Nokia reported a 32% drop in Q2 operating profit due to sluggish 5G equipment demand, yet expects improvement later.
Operating profit dropped to 423 million euros ($462.38 million), down from 619 million euros a year prior.
Nokia and Ericsson face reduced telecom equipment sales, prompting layoffs of thousands in their respective companies.
Nokia reported an 18% drop in net sales due to reduced 5G investments in India, which constituted 12.5% of 2023 sales, following rapid growth the previous year.
“The most significant impact was the challenging year-ago comparison period which saw the peak of India’s rapid 5G deployment with India accounting for three quarters of the decline,” Nokia said.
However, it expects to see a return to growth in the second half.
While the dynamic is improving, the net sales recovery is happening somewhat later than we previously expected,” CEO Pekka Lundmark said.
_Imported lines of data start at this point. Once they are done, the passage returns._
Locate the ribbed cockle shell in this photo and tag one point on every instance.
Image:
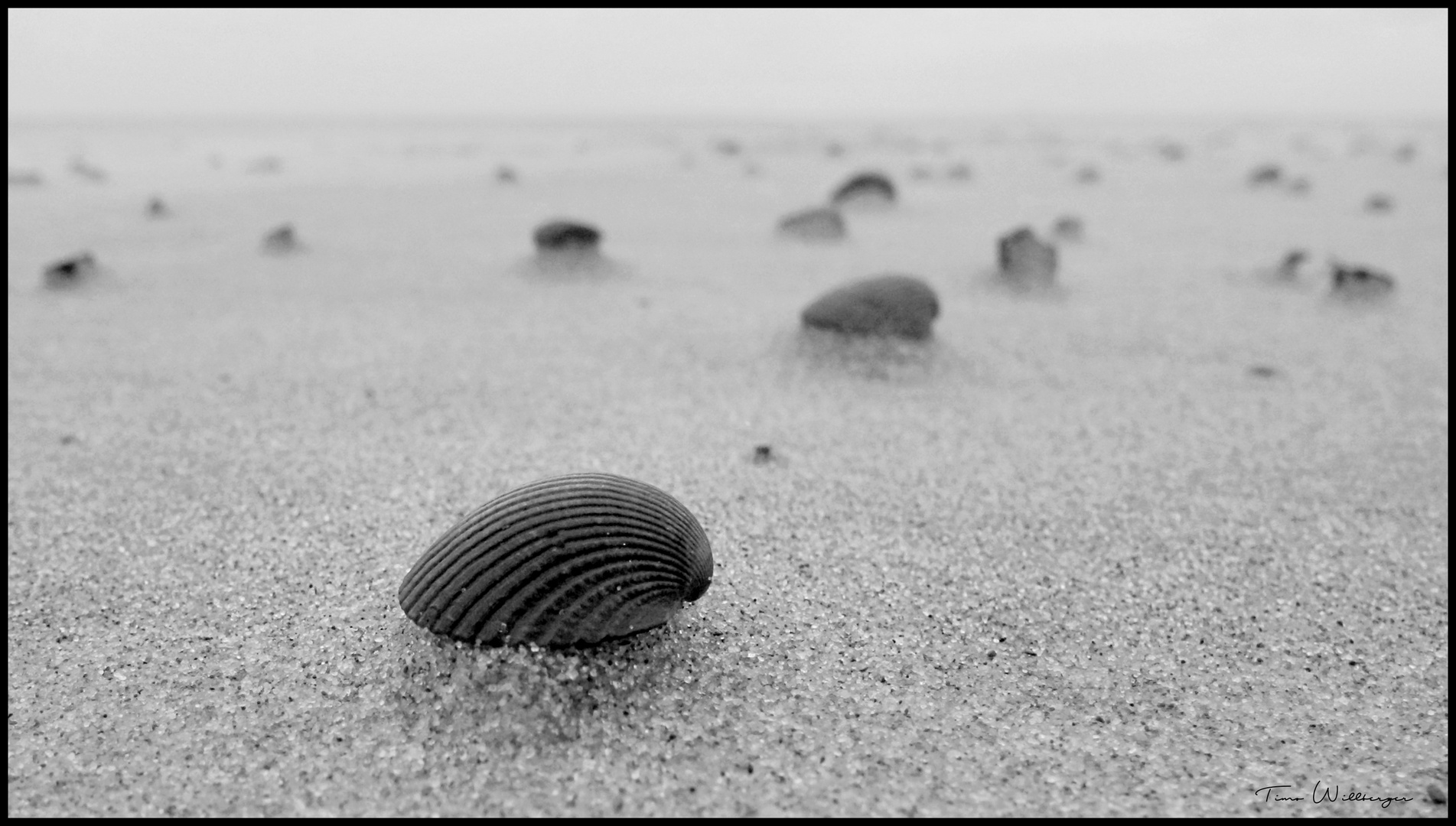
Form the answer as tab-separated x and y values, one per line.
562	561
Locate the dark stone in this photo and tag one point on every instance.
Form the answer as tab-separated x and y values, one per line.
1025	261
899	306
1265	174
1067	229
70	272
1354	281
567	236
1379	203
814	224
1289	268
282	240
865	188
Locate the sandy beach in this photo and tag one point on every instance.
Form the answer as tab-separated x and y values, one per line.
1142	545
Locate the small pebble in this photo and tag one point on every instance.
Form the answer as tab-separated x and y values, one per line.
1265	174
70	272
1379	203
897	306
1025	261
282	240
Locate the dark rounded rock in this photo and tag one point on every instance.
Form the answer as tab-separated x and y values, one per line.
1265	175
814	224
897	306
1354	281
567	236
1289	268
70	272
1025	261
865	188
282	240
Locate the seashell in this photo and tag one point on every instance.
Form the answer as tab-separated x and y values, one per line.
567	236
1354	281
1025	261
282	240
69	272
816	224
562	561
865	188
888	304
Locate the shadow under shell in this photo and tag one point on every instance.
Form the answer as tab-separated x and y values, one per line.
570	560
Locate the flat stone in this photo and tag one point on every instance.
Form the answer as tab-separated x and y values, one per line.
567	236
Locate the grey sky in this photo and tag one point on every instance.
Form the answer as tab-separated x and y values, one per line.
727	63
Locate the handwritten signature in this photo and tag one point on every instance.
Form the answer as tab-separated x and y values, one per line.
1327	796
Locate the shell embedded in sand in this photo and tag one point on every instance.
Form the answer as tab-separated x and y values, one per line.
1354	281
567	236
888	304
816	224
865	188
562	561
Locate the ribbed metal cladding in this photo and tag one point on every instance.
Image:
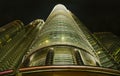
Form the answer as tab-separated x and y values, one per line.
62	42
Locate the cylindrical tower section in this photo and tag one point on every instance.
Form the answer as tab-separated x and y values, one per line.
62	42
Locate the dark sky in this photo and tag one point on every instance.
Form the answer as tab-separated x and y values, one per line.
97	15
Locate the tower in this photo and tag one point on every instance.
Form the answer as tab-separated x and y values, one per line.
61	45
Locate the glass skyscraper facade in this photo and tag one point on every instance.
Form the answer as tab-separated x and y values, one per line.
61	45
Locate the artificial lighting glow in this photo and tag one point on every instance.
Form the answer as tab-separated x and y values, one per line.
59	7
63	38
98	52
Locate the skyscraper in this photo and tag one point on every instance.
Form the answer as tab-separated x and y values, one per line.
61	45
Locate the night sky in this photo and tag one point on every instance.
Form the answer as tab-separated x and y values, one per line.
97	15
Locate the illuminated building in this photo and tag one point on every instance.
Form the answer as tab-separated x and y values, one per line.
60	46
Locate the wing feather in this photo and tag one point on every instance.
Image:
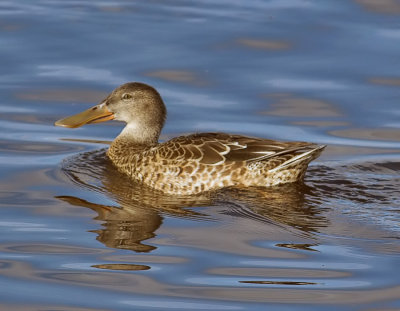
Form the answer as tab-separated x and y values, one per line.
216	148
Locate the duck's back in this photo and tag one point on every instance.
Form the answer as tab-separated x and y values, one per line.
208	161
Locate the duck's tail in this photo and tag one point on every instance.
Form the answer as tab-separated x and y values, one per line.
303	158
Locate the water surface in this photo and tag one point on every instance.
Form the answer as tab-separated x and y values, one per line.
77	235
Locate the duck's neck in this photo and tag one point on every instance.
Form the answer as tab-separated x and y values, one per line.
131	140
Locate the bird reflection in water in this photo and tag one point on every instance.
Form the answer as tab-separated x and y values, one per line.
139	210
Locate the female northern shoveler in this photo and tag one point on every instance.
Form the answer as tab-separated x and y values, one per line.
194	163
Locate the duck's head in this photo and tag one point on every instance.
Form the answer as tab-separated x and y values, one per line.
139	105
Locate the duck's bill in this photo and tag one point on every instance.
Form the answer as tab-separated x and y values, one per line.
96	114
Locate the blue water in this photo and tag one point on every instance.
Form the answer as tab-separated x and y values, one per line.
76	235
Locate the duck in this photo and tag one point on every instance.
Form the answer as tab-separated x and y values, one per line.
194	163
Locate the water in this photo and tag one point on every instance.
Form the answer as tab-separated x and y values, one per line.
77	235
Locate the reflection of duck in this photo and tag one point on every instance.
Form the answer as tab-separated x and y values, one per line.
139	210
194	163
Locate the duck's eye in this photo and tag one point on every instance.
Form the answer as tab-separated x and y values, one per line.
126	96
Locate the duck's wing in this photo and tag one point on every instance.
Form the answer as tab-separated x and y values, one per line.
217	148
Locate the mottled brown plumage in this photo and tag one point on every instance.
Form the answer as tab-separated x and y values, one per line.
194	163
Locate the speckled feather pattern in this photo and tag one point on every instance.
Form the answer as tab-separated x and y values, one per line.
209	161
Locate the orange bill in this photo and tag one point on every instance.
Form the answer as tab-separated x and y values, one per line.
96	114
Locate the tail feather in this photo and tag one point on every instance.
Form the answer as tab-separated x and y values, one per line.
304	158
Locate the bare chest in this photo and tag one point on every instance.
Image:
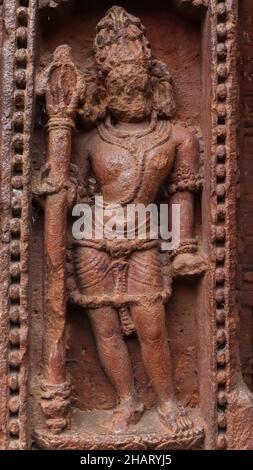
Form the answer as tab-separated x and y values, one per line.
135	162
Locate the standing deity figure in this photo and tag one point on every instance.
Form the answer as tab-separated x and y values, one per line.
131	153
130	149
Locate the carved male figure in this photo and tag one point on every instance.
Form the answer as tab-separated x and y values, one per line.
131	152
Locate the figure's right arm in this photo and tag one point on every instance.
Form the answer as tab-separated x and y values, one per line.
81	166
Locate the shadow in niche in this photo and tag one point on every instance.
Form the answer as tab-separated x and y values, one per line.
177	42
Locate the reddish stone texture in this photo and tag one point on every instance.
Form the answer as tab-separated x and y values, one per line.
198	47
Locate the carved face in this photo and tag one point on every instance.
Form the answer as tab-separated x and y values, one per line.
129	93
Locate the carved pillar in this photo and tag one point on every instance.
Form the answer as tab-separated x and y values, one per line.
62	97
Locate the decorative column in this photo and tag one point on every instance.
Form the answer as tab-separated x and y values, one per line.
63	92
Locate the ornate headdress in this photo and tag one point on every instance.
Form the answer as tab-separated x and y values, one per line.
121	39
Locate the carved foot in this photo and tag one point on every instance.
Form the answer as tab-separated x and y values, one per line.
126	413
175	418
55	404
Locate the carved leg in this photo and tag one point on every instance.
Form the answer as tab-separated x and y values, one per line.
115	359
145	277
150	325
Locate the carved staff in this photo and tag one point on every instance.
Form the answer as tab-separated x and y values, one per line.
64	89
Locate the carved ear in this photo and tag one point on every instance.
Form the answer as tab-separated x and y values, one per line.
164	103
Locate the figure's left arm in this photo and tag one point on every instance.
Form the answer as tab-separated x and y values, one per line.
185	183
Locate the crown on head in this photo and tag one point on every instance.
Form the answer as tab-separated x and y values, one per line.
121	39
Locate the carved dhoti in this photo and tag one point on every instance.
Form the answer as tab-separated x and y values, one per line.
119	273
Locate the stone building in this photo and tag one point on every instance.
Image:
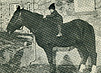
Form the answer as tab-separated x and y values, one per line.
67	8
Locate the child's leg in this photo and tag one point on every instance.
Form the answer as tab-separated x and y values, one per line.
59	28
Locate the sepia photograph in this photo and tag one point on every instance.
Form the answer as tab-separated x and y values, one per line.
50	36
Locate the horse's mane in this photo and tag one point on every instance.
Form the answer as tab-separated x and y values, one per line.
33	13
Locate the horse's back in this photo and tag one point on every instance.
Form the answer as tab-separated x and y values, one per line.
79	29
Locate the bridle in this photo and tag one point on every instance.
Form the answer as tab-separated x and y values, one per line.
19	19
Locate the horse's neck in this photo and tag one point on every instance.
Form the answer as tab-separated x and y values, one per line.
32	20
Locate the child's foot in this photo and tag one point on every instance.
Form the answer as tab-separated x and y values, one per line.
60	34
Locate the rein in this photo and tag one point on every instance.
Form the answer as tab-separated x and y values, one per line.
19	19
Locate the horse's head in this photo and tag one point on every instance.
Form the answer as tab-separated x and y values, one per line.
15	22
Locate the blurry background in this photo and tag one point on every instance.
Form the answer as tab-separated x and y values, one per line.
88	10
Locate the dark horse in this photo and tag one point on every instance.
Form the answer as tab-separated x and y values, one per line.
77	33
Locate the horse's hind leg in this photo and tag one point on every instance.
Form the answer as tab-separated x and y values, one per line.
50	53
93	56
84	56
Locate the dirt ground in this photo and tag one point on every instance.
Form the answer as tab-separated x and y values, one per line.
13	66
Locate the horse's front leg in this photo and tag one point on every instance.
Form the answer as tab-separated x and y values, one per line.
93	56
84	56
51	56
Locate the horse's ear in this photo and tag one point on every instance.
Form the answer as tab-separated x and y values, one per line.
18	8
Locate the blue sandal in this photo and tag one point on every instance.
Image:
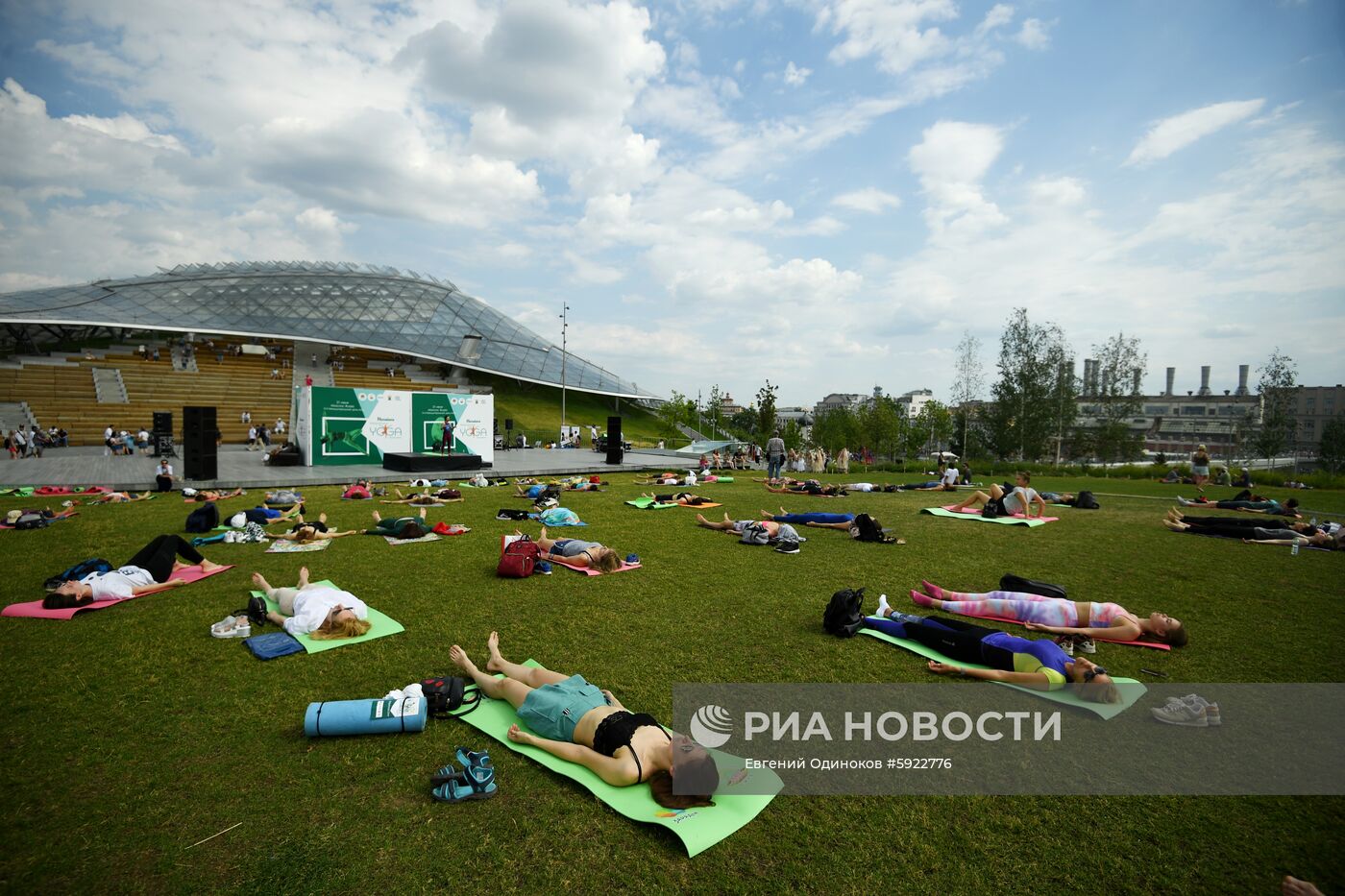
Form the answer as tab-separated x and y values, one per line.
474	759
479	785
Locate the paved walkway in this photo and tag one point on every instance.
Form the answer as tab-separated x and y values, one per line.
87	466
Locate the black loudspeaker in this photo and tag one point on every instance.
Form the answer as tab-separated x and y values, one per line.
199	433
614	440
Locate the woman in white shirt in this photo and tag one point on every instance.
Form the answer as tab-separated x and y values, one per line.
154	567
319	611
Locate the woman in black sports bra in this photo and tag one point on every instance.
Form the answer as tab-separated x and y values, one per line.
584	724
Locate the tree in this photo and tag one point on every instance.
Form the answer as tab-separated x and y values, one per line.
766	408
1331	453
1035	402
1120	370
715	409
1280	419
967	383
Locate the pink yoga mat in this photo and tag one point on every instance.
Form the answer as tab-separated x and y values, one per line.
974	512
34	608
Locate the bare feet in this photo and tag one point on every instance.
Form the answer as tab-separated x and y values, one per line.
493	646
461	660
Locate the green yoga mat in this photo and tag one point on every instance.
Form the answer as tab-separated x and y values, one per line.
698	829
382	626
1005	521
648	503
1130	689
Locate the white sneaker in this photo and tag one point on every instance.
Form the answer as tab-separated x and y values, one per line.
238	628
1181	714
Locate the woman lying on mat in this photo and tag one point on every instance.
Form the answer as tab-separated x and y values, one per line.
152	567
678	498
1036	664
1105	621
582	724
400	527
577	553
306	533
426	498
1251	533
319	611
118	498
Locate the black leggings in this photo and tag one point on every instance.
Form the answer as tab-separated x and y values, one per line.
158	556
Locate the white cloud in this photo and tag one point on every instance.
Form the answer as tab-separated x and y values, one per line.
794	76
1180	131
951	160
869	200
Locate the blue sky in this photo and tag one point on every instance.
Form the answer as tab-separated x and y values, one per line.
826	193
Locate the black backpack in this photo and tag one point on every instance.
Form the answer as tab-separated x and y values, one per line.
865	527
843	617
1026	586
77	572
204	519
444	697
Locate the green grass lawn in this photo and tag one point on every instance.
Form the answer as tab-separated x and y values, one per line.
131	734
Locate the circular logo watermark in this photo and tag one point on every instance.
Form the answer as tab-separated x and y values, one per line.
712	725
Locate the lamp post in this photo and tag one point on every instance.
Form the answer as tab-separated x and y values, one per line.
565	323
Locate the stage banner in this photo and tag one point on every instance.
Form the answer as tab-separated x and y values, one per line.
473	419
358	425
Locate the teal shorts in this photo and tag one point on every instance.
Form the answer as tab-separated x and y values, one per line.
553	711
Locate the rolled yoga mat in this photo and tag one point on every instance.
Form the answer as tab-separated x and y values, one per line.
365	715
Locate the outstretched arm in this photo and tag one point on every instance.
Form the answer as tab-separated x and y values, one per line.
609	770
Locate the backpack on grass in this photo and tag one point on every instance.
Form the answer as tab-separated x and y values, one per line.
446	697
518	560
844	615
1026	586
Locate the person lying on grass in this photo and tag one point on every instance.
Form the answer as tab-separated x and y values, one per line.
325	613
1250	503
154	567
306	533
1019	499
1039	664
426	498
844	522
577	553
736	526
809	487
118	498
214	494
582	724
1250	533
400	527
678	498
1091	620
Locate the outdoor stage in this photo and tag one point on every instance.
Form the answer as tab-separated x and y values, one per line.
87	466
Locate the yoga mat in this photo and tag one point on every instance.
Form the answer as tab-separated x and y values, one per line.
410	541
624	567
1006	521
648	503
698	829
295	547
1130	689
380	626
34	608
“Looking forward, we believe the industry is stabilizing and given the order intake seen in recent quarters we expect a significant acceleration in net sales growth in the second half,” he stated.
Rival Ericsson forecasted a market recovery last week, citing increased demand across North America.
On a conference call with reporters, Lundmark said Nokia was seeing similar early signals of improved demand in North America.
“The fiber market in North America is showing promising signs. We signed new important deals there,” he said.
The company maintained its full-year target for comparable operating profit of 2.3 billion to 2.9 billion euros.